Akhirnya mau nggak mau, dia menurut. Walau dengan wajah tertekuk masam, mau tak mau ia membiarkan Malik menggenggam tangannya hingga lantai 52 dan lanjut lagi ke lantai 60. Perjalanan lift itu terasa lama sekali.

Shalitta berasa seperti seorang sandera.

Malik tak sedetik pun melepaskan genggamannya. Shalitta benar-benar sudah terasa mati suri karena sejak pertama kali Malik menyentuhnya, jantungnya sudah tak kedengaran detaknya.

Shalitta hanya bisa memandangi punggung Malik yang berjalan satu langkah di depannya. Berusaha keras menghilangkan semua memori masa lalu yang menyeruak keluar menyerang ingatannya.

Punggung yang lebar dan kokoh itu melempar dirinya ke pusaran memori yang sudah ia kubur dalam-dalam.
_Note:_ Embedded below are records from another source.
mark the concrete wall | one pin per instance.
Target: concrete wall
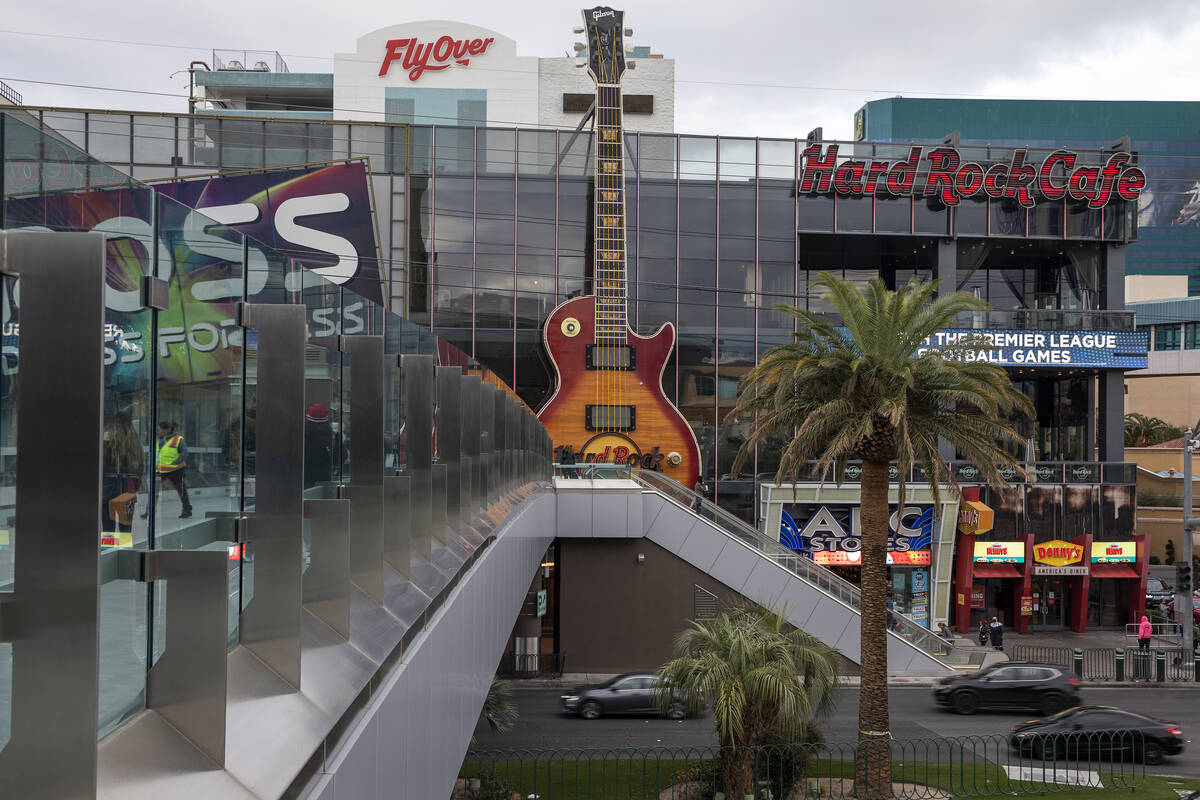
(1173, 398)
(409, 739)
(606, 595)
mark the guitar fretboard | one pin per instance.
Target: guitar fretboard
(612, 317)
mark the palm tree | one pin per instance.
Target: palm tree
(1141, 431)
(766, 679)
(874, 390)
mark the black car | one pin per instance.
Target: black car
(629, 693)
(1074, 733)
(1158, 593)
(1011, 685)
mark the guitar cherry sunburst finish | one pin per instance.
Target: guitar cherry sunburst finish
(658, 422)
(609, 405)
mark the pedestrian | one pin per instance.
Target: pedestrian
(996, 633)
(1145, 630)
(124, 461)
(318, 446)
(172, 463)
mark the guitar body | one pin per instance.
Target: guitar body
(659, 434)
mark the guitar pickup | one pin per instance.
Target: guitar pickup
(611, 356)
(611, 417)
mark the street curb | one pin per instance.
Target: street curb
(576, 679)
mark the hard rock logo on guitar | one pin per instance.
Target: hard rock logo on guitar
(609, 405)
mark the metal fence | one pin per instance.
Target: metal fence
(1043, 654)
(1099, 663)
(1134, 665)
(921, 769)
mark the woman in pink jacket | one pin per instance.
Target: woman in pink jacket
(1145, 630)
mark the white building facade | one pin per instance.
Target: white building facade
(439, 72)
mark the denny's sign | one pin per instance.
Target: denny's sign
(947, 175)
(1057, 557)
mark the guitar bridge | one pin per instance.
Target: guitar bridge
(611, 356)
(611, 417)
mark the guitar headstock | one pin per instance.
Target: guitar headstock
(606, 43)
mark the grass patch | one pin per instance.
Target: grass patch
(606, 776)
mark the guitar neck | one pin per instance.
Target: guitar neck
(612, 310)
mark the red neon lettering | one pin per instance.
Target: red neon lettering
(969, 180)
(394, 47)
(1132, 181)
(1083, 184)
(1045, 185)
(849, 178)
(942, 163)
(904, 174)
(817, 170)
(1020, 175)
(418, 58)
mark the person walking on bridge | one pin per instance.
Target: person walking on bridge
(1145, 630)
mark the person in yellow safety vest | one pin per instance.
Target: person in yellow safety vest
(172, 463)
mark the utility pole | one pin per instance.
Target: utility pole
(1183, 600)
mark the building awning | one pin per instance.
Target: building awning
(996, 571)
(1114, 571)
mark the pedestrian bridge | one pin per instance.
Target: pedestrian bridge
(325, 639)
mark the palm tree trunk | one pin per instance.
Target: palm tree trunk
(873, 768)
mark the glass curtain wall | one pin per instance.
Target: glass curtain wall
(181, 386)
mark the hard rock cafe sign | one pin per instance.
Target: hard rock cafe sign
(951, 178)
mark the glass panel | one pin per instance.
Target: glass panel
(154, 139)
(204, 435)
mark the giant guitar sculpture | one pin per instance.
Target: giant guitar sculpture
(609, 405)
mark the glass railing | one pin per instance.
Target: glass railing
(191, 365)
(798, 565)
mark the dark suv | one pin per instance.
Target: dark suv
(1011, 685)
(629, 693)
(1158, 593)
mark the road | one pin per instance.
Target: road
(913, 715)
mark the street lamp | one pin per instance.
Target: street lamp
(1183, 600)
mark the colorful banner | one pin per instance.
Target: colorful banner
(319, 216)
(1114, 552)
(1000, 552)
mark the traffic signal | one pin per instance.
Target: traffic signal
(1183, 578)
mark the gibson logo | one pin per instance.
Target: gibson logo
(432, 55)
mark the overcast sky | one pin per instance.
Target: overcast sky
(747, 67)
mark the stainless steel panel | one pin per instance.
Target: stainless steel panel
(366, 463)
(419, 447)
(270, 623)
(53, 614)
(397, 525)
(327, 582)
(471, 477)
(187, 685)
(449, 421)
(486, 444)
(438, 503)
(499, 443)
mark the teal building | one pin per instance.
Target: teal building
(1165, 136)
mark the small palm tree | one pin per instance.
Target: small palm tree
(873, 390)
(765, 678)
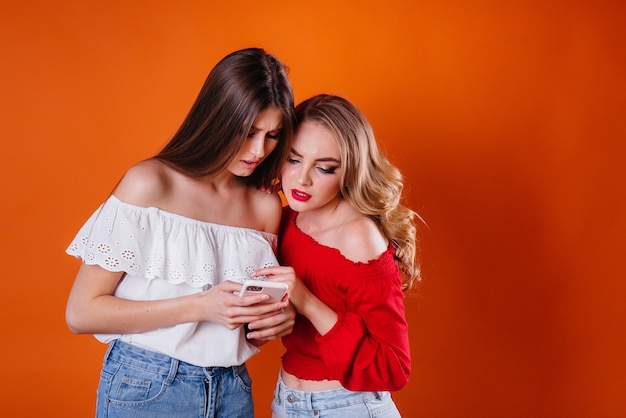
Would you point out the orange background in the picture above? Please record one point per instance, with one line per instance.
(507, 118)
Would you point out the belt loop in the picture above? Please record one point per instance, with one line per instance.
(173, 370)
(108, 352)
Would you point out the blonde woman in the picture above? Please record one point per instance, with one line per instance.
(347, 247)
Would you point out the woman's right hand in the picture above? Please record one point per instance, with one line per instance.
(220, 304)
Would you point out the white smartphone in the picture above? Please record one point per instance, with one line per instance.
(275, 290)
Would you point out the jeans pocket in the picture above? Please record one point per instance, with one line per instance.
(243, 377)
(135, 386)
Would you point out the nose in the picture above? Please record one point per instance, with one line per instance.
(304, 179)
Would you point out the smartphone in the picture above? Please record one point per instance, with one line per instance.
(275, 290)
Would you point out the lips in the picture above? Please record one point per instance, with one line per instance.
(250, 164)
(299, 195)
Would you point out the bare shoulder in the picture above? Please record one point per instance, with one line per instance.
(360, 240)
(145, 183)
(267, 208)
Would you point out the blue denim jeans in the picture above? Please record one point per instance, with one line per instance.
(139, 383)
(290, 403)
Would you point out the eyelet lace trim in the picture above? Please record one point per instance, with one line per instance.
(152, 243)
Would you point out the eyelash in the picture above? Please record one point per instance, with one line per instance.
(322, 169)
(274, 137)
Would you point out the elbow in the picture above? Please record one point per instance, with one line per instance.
(74, 322)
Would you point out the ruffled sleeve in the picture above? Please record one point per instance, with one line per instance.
(152, 243)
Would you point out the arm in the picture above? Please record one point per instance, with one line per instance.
(92, 307)
(367, 345)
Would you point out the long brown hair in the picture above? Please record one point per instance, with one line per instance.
(369, 181)
(241, 85)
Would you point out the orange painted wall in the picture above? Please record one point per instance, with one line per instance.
(507, 118)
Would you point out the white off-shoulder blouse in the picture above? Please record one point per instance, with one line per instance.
(165, 255)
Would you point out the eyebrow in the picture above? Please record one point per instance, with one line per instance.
(271, 130)
(325, 159)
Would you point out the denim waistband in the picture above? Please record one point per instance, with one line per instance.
(155, 362)
(297, 399)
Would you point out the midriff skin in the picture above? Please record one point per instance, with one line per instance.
(308, 385)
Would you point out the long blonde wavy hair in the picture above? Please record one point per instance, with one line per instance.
(368, 181)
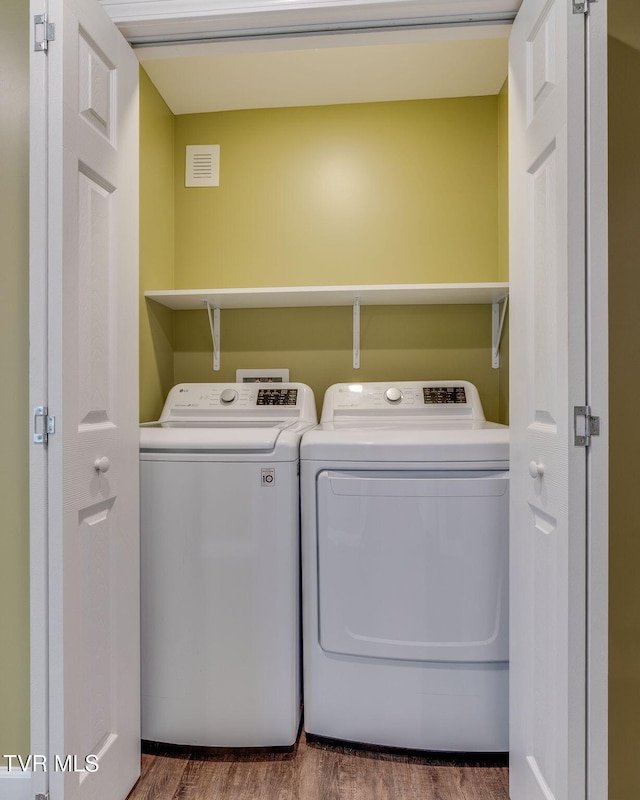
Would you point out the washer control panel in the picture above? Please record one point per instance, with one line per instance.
(238, 400)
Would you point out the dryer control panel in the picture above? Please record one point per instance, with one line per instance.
(425, 399)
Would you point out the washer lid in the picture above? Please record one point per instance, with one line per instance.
(212, 435)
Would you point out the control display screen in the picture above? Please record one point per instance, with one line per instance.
(444, 394)
(277, 397)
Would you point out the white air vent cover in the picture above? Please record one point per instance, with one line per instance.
(203, 165)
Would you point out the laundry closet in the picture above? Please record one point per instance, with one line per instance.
(327, 188)
(337, 190)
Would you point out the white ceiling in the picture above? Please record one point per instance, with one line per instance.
(330, 69)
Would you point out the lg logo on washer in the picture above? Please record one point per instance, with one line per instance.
(268, 476)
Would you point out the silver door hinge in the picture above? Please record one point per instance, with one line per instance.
(581, 6)
(584, 426)
(42, 432)
(43, 33)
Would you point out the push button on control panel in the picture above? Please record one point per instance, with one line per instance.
(444, 394)
(277, 397)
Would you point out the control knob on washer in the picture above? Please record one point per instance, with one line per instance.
(228, 396)
(393, 395)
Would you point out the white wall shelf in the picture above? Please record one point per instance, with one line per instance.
(300, 296)
(494, 294)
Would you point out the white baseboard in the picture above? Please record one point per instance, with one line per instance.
(15, 785)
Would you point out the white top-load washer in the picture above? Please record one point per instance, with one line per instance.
(220, 589)
(404, 492)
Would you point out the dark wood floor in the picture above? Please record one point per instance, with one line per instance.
(317, 771)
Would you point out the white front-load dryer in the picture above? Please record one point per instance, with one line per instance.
(220, 587)
(405, 493)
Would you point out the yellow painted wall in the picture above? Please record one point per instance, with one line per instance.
(624, 386)
(402, 192)
(156, 246)
(14, 359)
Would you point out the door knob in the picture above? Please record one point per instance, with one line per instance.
(536, 470)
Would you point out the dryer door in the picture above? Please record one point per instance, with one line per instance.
(414, 565)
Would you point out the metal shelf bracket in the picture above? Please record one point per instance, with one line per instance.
(498, 314)
(214, 324)
(356, 333)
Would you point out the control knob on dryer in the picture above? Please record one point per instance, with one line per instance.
(228, 396)
(393, 395)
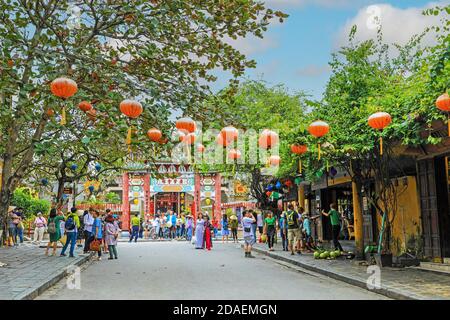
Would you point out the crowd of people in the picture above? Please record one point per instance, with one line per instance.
(100, 230)
(92, 230)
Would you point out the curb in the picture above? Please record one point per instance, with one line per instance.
(385, 291)
(35, 292)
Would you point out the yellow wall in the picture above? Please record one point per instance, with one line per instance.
(406, 226)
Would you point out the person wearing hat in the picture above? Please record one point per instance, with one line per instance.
(40, 223)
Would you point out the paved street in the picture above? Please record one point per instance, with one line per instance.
(176, 270)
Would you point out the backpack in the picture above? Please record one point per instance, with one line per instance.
(291, 218)
(70, 223)
(51, 228)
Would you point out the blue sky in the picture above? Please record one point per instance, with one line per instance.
(296, 52)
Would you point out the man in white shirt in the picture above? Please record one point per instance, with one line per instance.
(88, 220)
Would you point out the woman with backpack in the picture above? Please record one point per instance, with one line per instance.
(71, 228)
(54, 230)
(270, 229)
(111, 235)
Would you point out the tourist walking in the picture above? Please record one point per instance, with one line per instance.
(54, 230)
(254, 224)
(335, 225)
(283, 231)
(249, 240)
(208, 233)
(97, 233)
(88, 221)
(260, 224)
(234, 223)
(189, 226)
(199, 231)
(40, 223)
(292, 219)
(71, 228)
(225, 231)
(111, 235)
(270, 229)
(135, 226)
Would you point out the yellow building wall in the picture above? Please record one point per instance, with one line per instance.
(406, 226)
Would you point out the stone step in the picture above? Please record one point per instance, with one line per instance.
(435, 267)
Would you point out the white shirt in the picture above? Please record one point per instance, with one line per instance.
(88, 221)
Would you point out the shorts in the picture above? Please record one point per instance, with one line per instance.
(293, 235)
(249, 240)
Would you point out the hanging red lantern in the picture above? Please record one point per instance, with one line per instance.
(63, 87)
(379, 121)
(318, 129)
(189, 138)
(92, 114)
(154, 134)
(299, 149)
(268, 139)
(163, 141)
(200, 148)
(85, 106)
(234, 154)
(229, 133)
(131, 108)
(443, 104)
(274, 160)
(221, 141)
(186, 124)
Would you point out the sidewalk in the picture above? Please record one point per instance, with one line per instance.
(29, 272)
(396, 283)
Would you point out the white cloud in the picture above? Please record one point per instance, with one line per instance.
(313, 71)
(398, 25)
(251, 45)
(277, 4)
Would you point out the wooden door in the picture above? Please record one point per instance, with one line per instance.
(429, 208)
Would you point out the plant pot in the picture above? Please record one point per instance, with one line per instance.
(383, 260)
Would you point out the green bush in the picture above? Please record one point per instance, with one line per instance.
(31, 205)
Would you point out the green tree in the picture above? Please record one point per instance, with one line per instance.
(160, 52)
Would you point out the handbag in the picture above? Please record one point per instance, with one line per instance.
(95, 245)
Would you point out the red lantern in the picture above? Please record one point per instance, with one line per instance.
(221, 141)
(200, 148)
(234, 154)
(92, 114)
(274, 160)
(186, 124)
(163, 141)
(229, 133)
(379, 121)
(268, 139)
(85, 106)
(299, 149)
(131, 108)
(154, 134)
(189, 138)
(63, 87)
(318, 129)
(443, 103)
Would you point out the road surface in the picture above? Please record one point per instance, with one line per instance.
(175, 270)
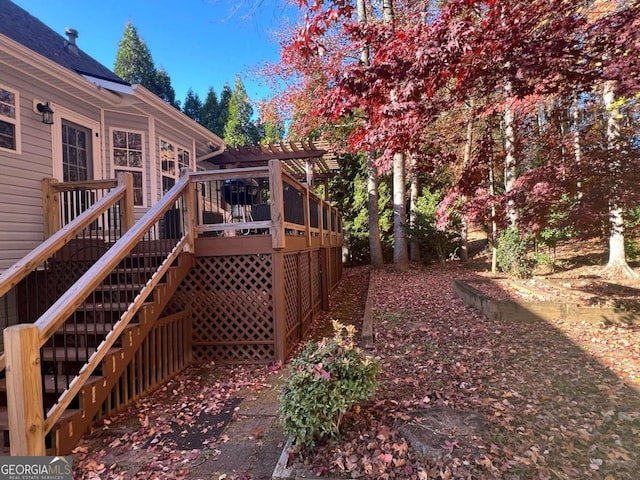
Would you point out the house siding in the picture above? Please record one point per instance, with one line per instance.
(21, 220)
(135, 123)
(21, 224)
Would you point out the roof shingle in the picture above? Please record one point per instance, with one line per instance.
(27, 30)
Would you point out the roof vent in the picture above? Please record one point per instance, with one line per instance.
(70, 44)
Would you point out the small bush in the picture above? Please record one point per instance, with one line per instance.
(513, 255)
(631, 249)
(326, 379)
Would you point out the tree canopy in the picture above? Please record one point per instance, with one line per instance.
(135, 65)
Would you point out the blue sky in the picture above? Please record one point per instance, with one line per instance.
(200, 43)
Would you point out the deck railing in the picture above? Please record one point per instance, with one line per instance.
(29, 287)
(263, 200)
(64, 201)
(248, 202)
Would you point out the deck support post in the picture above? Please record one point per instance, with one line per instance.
(277, 204)
(190, 215)
(127, 217)
(50, 207)
(24, 390)
(279, 307)
(324, 277)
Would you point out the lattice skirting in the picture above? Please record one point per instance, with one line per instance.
(232, 302)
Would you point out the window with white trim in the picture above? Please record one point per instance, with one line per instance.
(9, 120)
(173, 159)
(128, 156)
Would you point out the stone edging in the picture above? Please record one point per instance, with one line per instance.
(528, 311)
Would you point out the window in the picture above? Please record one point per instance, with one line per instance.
(9, 125)
(173, 159)
(127, 157)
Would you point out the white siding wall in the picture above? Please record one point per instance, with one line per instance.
(136, 123)
(21, 220)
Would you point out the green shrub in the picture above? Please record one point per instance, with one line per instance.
(435, 244)
(631, 248)
(326, 379)
(513, 255)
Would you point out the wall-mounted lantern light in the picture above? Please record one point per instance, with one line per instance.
(47, 113)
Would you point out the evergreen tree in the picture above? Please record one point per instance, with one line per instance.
(193, 106)
(133, 60)
(271, 125)
(163, 88)
(135, 65)
(210, 112)
(223, 111)
(239, 129)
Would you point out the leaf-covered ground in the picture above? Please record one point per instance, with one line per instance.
(552, 396)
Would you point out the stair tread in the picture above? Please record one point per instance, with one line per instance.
(91, 328)
(71, 354)
(109, 306)
(4, 417)
(50, 382)
(119, 286)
Sudah lama ia tidak mau mengingat lagi bagaimana punggung itu pernah menjadi tempat sandaran paling nyaman.

Malik membuka pintu kamar dan membawa Shalitta masuk.

Awalnya Shalitta ragu. Langkahnya sempat terhenti namun Malik tak peduli dan terus menarik dirinya hingga benar-benar berada di dalam suite.

Malik melepaskan genggamannya dan menunggu Shalitta berjalan masuk ke area tempat tidur. Setelah Shalitta berjalan ke sana dan memastikan wanita itu tak akan punya kesempatan kabur, barulah Malik menyusul.

Shalitta akhirnya membuka heels nya. Ia berjalan menuju area tempat tidur lalu menaruh clutch nya di nakas samping tempat tidur.

"Kamu bisa tidur di sini. Nanti aku bangunin kalau kita semua udah mau jalan," ucap Malik dengan kedua tangan di dalam saku celana. Matanya menatap lekat Shalitta yang terlihat canggung. "Kamu mau mandi dulu?"